Sunday, July 13, 2014

the last book I ever read (Martin Van Buren by Ted Widmer, excerpt five)

from Martin Van Buren: The American Presidents Series by Ted Widmer:

One problem, of course, dominated all the others, and it too was brought uncomfortably into the sunlight by the Panic of 1837. Slavery was anything but a tiny defect. It was the most glaringly undemocratic idea in our history, so powerful that we are still wrestling with its legacy in the twenty-first century. But until Van Buren’s administration, it was largely as a matter of public discourse. To be sure, it existed, and Americans knew of it. But it was not generally an issue in political campaigns or newspaper headlines or speeches on the floor of Congress. After the founders failed to resolve the slavery question, predicting that it would disappear naturally over time, it hardened into an impasse, with the South generally prevailing in its desire not to discuss the matter. All that was about to change.

To visit the United States in the 1830s, as many foreign travelers did, was to see two Americas. North of the Mason-Dixon Line, visitors could marvel at all the signs of an aggressively entrepreneurial culture, wheezing and humming in the open air of the bustling nineteenth century. There were railroads, newspapers, cheap books, factories, and a culture of connectedness not too different from what the world feels now in the so-called age of globalization. Business depended on information and speed; all three depended on the railroad—the literal engine of capitalism.

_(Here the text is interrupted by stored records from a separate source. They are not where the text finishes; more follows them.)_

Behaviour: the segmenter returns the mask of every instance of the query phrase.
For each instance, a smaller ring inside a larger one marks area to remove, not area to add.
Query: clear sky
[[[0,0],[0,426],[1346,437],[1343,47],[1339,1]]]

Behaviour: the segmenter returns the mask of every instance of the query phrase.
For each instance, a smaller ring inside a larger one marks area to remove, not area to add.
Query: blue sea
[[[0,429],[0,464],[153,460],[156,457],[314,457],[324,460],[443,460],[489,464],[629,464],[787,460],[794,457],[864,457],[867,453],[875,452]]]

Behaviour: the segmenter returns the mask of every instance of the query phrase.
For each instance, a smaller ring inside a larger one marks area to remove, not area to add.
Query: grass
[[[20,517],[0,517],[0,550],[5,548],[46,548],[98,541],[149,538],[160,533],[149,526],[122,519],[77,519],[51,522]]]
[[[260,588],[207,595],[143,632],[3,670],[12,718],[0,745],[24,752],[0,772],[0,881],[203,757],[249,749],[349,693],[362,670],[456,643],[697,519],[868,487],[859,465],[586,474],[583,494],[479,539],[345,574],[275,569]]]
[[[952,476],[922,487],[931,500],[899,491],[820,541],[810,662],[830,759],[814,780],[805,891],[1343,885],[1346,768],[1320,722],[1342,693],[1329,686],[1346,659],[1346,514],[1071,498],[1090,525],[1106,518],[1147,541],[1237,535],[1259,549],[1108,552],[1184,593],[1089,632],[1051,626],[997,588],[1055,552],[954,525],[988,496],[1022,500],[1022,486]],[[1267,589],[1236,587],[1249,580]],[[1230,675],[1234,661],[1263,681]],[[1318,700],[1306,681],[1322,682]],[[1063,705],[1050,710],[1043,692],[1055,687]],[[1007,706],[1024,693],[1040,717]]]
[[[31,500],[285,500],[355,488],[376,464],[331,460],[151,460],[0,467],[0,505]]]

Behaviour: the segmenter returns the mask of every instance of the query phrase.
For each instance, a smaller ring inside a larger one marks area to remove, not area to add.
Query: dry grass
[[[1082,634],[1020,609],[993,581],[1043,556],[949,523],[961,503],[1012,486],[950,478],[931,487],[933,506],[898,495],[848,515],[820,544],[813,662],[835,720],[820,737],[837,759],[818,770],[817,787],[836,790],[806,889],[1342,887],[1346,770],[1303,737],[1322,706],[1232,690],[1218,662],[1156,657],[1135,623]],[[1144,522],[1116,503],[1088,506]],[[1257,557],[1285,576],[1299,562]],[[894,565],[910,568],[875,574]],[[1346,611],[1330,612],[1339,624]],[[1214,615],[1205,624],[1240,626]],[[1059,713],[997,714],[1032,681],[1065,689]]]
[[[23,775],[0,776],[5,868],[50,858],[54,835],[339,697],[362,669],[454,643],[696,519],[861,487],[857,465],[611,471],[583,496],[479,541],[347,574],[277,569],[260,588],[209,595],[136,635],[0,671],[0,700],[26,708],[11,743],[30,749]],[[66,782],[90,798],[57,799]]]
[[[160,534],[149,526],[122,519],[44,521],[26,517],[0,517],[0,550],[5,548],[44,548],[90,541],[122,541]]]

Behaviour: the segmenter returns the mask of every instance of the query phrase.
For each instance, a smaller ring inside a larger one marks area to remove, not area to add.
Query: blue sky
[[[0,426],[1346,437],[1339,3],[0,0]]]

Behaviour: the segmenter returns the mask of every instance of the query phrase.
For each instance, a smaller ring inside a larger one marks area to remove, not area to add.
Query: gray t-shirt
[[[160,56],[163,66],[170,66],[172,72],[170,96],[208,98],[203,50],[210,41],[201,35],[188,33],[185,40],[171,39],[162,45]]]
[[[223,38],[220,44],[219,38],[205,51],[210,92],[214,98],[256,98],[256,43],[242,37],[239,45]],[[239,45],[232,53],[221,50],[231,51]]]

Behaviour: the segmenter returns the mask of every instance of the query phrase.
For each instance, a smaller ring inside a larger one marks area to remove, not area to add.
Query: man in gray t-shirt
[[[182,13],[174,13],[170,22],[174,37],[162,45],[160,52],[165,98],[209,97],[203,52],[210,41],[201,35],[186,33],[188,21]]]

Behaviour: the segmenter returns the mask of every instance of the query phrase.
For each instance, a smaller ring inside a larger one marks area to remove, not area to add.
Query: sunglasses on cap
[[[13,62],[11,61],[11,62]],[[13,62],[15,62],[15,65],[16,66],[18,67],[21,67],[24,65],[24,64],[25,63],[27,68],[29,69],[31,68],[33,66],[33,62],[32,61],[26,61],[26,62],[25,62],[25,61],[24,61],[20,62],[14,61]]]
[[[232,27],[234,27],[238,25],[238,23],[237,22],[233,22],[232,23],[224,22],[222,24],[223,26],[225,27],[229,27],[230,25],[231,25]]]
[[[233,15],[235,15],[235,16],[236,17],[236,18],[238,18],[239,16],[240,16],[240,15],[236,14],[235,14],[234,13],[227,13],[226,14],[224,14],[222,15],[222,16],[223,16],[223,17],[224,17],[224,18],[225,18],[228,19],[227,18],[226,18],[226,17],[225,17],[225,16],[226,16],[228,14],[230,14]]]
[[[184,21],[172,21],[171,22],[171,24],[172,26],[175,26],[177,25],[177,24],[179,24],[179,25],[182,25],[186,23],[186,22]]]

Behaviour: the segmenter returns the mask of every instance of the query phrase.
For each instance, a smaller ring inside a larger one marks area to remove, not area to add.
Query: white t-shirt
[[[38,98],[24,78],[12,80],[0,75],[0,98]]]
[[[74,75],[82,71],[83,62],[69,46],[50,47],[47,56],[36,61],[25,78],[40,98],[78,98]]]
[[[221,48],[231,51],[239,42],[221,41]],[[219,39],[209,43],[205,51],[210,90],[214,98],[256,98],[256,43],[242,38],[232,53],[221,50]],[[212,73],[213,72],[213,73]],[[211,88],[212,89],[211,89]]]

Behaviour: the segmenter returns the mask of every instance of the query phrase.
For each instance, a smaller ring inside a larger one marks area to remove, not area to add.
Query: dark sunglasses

But if that same traveler peered across the invisible boundary separating North and South, he would see a very different world. Instead of machinery, human beings generated the power needed for the local economy to function. Instead of increasing openness and information, a small population of privileged landowners controlled all access to news and political power. Instead of democracy, feudalism prevailed—a feudalism based on race hatred. Visitors noticed, and Americans, always sensitive to foreign opinion, began to ask themselves what kind of country they aspired to be. And so, for this and other reasons, slavery came out from the shadows and into the daylight of American politics.